In the following code I have a token type that contains a literal value. By using an empty interface I can create a slice of tokens and append tokens that have different types. I don't think it's possible to accomplish the same using generics since we wouldn't be able to infer a type for the Slice of tokens. Is this assumption correct?
type Token struct {
TokenType string
Literal interface{}
}
func main(){
tok1 := &Token{TokenType: "string", Literal: "foo"}
tok2 := &Token{TokenType: "integer", Literal: 10}
tokS := []*Token{tok1, tok2}
}
CodePudding user response:
Is this assumption correct?
Yes. Your can have a slice of Token[string] or Token[int].
CodePudding user response:
since we wouldn't be able to infer a type for the Slice of tokens. Is this assumption correct?
Almost. More precisely, the slice of Token
wouldn't infer anything because you yourself must construct it with a concrete instantiation of the generic type.
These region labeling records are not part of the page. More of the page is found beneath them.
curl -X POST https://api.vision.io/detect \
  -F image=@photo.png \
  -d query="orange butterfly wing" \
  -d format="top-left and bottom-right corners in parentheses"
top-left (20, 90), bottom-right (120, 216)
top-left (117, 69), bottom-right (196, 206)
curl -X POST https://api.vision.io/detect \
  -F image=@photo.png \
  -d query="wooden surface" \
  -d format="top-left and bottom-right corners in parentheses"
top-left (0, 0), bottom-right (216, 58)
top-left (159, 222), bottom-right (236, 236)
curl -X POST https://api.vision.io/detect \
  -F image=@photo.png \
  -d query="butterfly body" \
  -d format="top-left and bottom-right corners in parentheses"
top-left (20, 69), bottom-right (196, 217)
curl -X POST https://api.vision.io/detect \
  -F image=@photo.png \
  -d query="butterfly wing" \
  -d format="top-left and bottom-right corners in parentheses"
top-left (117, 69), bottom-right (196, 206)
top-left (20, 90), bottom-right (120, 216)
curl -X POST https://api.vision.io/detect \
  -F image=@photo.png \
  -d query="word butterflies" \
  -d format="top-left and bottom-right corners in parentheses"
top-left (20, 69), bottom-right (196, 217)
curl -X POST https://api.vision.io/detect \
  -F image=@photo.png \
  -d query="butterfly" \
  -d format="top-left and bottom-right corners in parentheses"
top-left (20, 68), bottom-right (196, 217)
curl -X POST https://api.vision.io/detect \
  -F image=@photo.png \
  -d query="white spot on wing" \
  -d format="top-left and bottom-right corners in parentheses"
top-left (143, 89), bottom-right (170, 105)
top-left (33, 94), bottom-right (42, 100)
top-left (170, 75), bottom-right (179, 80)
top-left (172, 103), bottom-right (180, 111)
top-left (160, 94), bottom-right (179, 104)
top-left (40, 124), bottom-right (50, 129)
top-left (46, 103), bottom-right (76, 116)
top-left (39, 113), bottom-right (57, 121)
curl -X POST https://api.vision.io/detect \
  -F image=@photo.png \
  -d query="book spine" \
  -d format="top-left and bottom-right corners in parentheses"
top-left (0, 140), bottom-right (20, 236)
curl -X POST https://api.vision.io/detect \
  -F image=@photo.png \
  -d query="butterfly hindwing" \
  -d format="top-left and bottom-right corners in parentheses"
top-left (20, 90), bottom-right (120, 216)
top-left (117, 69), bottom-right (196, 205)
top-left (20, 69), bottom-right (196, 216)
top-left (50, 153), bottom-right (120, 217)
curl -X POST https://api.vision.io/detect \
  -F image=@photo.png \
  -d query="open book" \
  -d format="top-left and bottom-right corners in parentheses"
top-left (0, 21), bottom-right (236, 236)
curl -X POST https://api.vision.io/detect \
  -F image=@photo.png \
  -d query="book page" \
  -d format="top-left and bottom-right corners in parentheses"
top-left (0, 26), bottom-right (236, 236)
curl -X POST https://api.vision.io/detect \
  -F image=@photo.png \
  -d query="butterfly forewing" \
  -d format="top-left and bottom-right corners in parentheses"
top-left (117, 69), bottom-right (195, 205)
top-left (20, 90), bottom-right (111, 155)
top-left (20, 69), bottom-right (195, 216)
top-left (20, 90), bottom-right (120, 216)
Given a parametrized Token
type as:
type Token[T any] struct {
TokenType string
Literal T
}
each instantiation with a different type parameter produces a different (named) type.
So when you construct a slice with a specific instance of Token[T any]
, different instances are simply not assignable to its element type:
tokS := []*Token[string]{tok1, tok2}
// invalid: cannot use tok2 (variable of type *Token[int]) as type *Token[string] in array or slice literal
The only slice that can hold different types, as Token[string]
and Token[int]
is []interface{}
or []any
.
A further note, type inference is used to deduce missing type parameters from those already supplied, or in case of functions, from function arguments. Generic types must be instantiated with a non-empty type parameter list. When the type param is only one, like Token[T any]
, you must provide that explicitly and there's nothing left to infer.